“Barn Burning” by William Faulkner. I was going to assign it. Somehow, the time just slipped away.
And it hurts down deep knowing that we haven’t walked through this story. We were not there with a scared young Colonel Sartoris Snopes, called to the witness chair, interrogated by the men of the community at the country store with those shelves “close-packed with the solid, squat, dynamic shapes of tin cans whose labels his stomach read.” Just a boy, knowing the guilt and ways of his father, carrying in his veins the blood and in his person the name. Rather it was the names, both rooting him deep in the Southern soil, in the history, in the primeval fight that’s been goin’ on since the first man got something more, something better, and the second just watched, seething, longing, but not for whatever it was, a cow, a woman, a piece of bottom land, but surging with anger and wanting to destroy. And it all was swirling around and around until it spilled out in a fire, or a killing, or fight started by the one who watched the other get what he didn’t and maybe couldn’t have. That was there, lodged in the very center core of the boy. Snopes, yes Snopes, that was his name. But the other part of his name, Colonel Sartoris, bestowed after the colonel who got voted out of his own regiment, came back, raised another troop, fought Yankees, carpetbaggers, friends, neighbors, and life itself until Redmond kilt him. Ab Snopes, the father, knew the colonel, worked for him or at least near him. The boy carried the name. Both names weighing on just a boy.
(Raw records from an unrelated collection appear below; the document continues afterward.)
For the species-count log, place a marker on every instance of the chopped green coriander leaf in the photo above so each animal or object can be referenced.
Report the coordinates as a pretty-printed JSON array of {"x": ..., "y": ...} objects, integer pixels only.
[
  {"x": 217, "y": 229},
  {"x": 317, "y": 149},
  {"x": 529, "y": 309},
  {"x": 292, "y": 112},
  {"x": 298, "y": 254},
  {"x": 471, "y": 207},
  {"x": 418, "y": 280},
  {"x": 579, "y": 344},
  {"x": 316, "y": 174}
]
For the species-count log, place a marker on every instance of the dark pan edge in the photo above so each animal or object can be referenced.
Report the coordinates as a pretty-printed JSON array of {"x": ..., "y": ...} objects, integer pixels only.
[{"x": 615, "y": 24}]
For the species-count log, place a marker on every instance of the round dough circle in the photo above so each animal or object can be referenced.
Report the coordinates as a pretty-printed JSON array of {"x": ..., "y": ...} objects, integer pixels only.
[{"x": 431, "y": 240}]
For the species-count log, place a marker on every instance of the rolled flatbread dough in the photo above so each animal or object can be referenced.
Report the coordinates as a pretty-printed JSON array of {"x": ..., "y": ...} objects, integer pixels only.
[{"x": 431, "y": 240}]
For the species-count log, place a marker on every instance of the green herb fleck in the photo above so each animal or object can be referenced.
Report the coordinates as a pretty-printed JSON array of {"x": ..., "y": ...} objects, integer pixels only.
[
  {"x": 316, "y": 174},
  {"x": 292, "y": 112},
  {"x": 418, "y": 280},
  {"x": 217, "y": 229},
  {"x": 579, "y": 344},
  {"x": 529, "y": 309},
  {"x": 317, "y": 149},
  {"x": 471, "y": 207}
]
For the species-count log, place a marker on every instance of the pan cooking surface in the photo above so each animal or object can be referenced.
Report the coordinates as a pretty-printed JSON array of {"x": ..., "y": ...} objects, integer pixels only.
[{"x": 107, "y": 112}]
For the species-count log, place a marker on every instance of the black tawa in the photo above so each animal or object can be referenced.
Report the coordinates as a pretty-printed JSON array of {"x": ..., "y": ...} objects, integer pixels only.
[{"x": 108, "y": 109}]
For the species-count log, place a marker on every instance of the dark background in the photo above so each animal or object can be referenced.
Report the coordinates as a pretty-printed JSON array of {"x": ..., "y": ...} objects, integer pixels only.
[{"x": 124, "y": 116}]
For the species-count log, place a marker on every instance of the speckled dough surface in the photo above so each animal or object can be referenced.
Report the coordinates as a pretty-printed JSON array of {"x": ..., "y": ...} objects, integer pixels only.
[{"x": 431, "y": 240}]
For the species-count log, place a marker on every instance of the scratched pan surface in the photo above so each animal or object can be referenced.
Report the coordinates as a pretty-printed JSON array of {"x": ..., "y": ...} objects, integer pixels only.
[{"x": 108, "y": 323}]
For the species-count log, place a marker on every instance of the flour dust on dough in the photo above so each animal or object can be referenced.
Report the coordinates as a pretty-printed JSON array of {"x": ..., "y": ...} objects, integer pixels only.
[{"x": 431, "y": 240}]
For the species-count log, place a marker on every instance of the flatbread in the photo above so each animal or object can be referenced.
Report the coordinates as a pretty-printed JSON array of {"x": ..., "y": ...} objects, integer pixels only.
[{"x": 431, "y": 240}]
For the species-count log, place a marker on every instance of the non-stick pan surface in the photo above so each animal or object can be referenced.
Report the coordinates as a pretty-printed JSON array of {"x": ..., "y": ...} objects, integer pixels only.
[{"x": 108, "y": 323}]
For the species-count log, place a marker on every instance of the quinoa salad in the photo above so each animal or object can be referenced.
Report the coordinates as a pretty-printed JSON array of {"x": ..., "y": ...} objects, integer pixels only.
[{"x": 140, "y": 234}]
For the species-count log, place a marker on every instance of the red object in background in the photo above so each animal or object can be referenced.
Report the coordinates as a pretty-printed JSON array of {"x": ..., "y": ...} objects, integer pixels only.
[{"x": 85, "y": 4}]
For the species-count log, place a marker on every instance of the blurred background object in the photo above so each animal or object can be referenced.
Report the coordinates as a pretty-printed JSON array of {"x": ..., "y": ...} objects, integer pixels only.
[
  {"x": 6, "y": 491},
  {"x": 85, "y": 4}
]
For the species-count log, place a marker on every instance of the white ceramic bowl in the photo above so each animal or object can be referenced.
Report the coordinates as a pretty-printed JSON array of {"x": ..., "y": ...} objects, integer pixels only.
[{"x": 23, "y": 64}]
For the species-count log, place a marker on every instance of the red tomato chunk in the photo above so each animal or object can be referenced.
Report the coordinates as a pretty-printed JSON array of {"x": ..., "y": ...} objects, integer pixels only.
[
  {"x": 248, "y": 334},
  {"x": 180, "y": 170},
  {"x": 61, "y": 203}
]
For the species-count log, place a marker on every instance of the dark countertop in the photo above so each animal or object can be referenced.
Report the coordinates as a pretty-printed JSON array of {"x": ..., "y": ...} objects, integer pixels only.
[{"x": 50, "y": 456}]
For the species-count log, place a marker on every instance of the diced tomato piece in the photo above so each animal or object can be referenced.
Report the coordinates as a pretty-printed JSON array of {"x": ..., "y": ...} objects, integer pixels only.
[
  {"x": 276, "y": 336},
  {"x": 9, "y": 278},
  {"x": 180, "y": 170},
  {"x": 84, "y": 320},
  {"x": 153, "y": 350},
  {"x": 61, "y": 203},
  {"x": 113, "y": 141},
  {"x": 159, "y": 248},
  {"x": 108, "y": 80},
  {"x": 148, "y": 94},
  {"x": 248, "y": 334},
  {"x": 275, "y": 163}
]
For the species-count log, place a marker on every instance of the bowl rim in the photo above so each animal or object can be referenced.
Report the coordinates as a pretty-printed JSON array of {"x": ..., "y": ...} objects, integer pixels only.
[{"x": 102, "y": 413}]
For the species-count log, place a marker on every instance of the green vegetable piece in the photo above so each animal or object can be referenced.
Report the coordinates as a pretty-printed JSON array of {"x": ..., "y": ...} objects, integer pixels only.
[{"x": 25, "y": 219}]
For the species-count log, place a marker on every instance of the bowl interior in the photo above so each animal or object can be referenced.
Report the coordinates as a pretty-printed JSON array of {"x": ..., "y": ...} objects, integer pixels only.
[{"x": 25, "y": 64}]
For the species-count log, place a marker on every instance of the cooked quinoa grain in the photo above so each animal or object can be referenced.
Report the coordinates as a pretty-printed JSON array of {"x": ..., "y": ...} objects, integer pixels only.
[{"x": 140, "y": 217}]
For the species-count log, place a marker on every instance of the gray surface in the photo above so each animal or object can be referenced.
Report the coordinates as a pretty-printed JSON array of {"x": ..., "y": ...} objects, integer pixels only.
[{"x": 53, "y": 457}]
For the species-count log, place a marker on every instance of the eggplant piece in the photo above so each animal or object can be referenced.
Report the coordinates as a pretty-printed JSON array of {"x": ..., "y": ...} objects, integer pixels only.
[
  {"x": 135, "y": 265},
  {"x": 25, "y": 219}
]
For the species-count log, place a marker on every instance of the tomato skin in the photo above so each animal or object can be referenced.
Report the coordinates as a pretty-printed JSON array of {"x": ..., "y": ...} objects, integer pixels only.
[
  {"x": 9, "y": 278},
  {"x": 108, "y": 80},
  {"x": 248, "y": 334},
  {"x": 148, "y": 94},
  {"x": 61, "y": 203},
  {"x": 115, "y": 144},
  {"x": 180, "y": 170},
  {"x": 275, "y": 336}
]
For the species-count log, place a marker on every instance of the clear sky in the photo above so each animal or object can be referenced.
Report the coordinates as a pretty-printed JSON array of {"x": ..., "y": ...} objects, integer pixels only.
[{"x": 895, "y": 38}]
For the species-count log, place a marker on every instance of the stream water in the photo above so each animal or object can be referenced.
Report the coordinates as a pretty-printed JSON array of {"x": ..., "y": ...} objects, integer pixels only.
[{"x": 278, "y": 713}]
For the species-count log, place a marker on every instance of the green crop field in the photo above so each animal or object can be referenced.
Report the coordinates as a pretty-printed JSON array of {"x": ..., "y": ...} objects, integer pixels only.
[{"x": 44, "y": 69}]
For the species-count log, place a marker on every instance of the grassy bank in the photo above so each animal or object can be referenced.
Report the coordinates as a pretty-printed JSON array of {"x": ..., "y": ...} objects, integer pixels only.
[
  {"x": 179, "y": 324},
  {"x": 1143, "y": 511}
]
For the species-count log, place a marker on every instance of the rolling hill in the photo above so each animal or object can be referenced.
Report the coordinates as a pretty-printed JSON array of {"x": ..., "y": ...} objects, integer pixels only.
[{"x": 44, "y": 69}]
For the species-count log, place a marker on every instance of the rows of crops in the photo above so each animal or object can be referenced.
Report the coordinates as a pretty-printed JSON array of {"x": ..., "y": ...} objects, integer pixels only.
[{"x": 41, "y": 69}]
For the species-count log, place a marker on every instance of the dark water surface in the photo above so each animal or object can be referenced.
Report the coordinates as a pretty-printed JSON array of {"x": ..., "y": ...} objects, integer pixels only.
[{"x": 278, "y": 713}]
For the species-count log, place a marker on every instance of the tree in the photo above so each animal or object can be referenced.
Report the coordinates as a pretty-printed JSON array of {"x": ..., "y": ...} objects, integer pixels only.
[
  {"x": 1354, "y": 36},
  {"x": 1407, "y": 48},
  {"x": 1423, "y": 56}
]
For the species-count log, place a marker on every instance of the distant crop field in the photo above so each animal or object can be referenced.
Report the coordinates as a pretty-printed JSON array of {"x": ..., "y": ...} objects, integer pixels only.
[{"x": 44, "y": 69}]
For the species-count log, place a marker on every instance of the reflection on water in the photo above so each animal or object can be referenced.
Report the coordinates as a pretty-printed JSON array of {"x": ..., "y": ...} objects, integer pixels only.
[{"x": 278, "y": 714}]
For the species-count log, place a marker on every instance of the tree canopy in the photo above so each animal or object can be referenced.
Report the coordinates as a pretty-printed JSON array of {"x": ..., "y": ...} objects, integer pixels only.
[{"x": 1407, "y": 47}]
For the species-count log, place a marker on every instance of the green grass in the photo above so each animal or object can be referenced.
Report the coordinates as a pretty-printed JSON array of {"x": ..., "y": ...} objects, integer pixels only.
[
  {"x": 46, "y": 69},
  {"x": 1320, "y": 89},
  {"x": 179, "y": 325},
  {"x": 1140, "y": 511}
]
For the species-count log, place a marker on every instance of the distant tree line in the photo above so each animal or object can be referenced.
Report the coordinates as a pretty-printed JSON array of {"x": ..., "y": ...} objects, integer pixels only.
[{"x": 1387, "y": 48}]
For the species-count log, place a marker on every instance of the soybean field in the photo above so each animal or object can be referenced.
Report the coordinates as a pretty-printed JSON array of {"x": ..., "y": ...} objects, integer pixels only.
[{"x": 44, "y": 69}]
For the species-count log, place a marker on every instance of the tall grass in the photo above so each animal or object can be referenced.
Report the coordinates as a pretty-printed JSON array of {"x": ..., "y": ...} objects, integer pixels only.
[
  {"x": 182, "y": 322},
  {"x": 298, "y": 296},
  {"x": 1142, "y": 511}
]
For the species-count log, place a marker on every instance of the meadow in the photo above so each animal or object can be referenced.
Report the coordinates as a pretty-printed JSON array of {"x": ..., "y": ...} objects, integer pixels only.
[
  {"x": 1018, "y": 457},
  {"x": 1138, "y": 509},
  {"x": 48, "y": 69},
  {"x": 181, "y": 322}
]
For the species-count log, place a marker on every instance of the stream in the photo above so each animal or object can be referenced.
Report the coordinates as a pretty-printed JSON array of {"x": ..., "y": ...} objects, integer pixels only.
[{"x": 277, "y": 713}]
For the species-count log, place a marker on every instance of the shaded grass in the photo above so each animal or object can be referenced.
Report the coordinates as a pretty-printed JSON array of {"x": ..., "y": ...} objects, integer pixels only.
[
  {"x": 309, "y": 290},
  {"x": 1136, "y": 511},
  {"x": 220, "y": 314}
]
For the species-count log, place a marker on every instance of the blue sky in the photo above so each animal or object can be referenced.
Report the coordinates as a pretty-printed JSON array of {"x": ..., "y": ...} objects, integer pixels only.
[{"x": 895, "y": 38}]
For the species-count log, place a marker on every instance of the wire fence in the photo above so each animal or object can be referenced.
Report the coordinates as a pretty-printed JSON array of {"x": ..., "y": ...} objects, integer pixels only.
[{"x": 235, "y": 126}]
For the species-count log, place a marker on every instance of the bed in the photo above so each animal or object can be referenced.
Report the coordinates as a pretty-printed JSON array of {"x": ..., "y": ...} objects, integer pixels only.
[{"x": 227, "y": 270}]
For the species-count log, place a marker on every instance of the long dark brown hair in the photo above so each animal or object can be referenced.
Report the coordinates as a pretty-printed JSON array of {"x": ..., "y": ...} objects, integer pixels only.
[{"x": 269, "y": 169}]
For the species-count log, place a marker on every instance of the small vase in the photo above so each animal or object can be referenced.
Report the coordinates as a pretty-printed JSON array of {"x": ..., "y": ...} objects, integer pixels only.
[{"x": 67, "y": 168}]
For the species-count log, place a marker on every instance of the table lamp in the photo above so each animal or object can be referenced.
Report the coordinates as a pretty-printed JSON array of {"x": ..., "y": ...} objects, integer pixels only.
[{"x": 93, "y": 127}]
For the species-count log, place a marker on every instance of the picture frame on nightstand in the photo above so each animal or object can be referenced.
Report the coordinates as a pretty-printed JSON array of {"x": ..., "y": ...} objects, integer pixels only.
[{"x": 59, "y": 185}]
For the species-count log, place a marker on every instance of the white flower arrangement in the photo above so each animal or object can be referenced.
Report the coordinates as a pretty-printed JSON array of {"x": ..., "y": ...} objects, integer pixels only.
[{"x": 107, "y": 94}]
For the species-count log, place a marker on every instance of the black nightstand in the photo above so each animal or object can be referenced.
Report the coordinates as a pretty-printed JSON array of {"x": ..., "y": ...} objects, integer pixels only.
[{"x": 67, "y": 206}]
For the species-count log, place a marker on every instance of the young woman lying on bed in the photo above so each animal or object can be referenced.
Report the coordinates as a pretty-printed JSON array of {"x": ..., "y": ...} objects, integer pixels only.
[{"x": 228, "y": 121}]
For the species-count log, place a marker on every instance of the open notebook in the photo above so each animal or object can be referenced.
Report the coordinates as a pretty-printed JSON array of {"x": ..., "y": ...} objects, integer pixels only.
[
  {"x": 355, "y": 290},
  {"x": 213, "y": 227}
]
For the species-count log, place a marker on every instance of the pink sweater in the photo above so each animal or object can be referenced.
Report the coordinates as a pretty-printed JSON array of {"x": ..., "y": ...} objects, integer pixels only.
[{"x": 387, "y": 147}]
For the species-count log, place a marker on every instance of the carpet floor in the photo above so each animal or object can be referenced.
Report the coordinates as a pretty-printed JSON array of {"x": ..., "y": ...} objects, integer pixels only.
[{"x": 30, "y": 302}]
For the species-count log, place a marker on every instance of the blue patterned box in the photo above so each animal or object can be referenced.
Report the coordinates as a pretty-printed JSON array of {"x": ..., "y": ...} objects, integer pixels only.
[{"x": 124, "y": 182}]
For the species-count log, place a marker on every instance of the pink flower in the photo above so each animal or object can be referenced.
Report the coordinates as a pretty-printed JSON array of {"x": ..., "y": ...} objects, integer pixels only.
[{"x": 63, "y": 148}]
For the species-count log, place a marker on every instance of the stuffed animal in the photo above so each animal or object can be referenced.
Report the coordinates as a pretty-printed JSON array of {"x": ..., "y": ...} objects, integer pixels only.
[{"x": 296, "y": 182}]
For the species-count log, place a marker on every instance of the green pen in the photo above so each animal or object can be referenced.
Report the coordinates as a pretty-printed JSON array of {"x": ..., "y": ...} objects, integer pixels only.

I didn’t assign it. And some will think “We don’t have to read it. It won’t be on the test.” But Faulkner is there on every test. He is there reminding us of “the old verities,” and of “man not only enduring, but prevailing,” and of “grandaddy said,” and of “that fierce pull of blood” that is so deeply intwined in this story, and a thousand other little rocks jutting out on the cold embankment we climb, trying to get out of this.
Faulkner is layered, rambling, repetitive, wordy, obtuse, obscure. Hemingway sneered, “Poor Faulkner. Does he really think big emotions come from big words? He thinks I don’t know the ten-dollar words. I know them all right. but there are older and simpler and better words, and those the ones I use.” Ernest always lashed out when he was jealous. His characters were without family, roots, land, faith, and real love. Vermouth, even by the barrel, could not substitute for truth. Hemingway wrote adventure stories mostly. Faulkner wrote literature.
Faulkner is assigned. “Barn Burning” and the rest of the stories, and the novels, and Oxford, Mississippi itself are all assigned. I’ve been working on that same assignment since 1973, failing, but returning.
The young boy, Colonel Sartoris Snopes, disappears at the end of the story, and unlike so many Faulkner characters, he disappears from Yoknapatawpha County, and that whole postage stamp of a world forever. Faulkner didn’t create characters. They were already there, and he just tried to catch up with them and hear what they were saying. But the boy escaped. I wonder whatever became of him.